若いがバカ騒ぎもしないし、喧嘩をするわけでもない。だからなのだろうが、店での待遇も申し分のないものだった。丁度、奥の場所が空いていたので、その席に陣取った。適当につまみを頼み、生ビールを二杯ほど流し込んだ時に、小林に尋ねた。
「なぁ、この店のお客はどう見える?」
「どうって?」小林は眉間に皺を寄せながら問い返した。
「いや、だから、どんな感じ?」
「う~ん、みんな酒好き!」小林は笑った。
「だから……。霧が見えないか?」ズバリな質問を浴びせたが、
「ん?霧って?体を包んでるあれのことか?」と、小林は当たり前のように答えた。
「え?お前見えるのか?」
「え?ってお前見えないのか?」
「いや見えてるよ、見えてるけどこれってなんだ?」
「なんだろうな。気にしたことないけど……」小林はそういうと枝豆を口に運んだ。
「じゃあ、お前にはずっと見えてたのか?」
「ああ、物心着いた時から見えてたけど、お前、見えてなかったのか?」と、不思議そうに訊ねてきた。
「うん、つい最近見え始めたんだ」
「それっておかしいだろう。というか、今まで見えてなかったのか?」
「じゃあ、聞き方を変えるよ。俺のは見えるか?」
「いや、お前と康子だけは見えん。お前は俺のが見えるのか?」
「いや、同じようにお前と康子だけは見えないんだ。だから、何故なのかって気になったんだよ」
「そう言われれば気にはなるが……。何故、お前のは見えないんだ?」
「だから!それを知りたいんだよ」
「ちょっと待てよ。これって普通じゃないことなのか?俺はずっとみんなにも見えるものだと思ってたんだが……」話の核心に気が付いたのか、小林の顔が不安の色に染まるのが分かった。普通だと思っていたことがもしも普通でないとわかったら、みんな同じ顔をするだろう。

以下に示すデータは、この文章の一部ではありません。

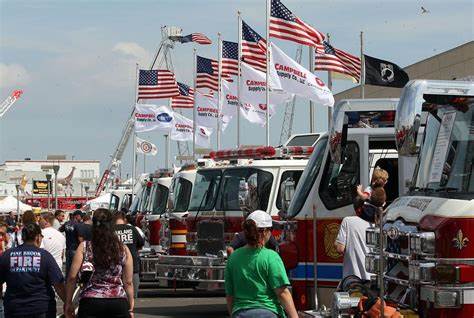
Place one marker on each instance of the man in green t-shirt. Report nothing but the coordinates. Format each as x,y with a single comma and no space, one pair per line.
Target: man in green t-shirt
255,277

「今まで、そんなこと一言も言わなかったじゃないか」と、呆れたように訊ねると、
「当たり前のことって普通は話題にすらしないだろ?」と、小林は答えた。確かに、小林の言う通りかも知れない。歩く人を見て話題にはしないし、食事をする人を見ても驚きもしない。けれども、赤い霧などの場合は何かしらの反応があってもいいように思えた。すると小林は思い出したかのように携帯を取り出した。
「康子も呼ぶぞ」
「ああ。いいよ。彼女にも聞いてみたい」僕はそう答えて小林の会話を待った。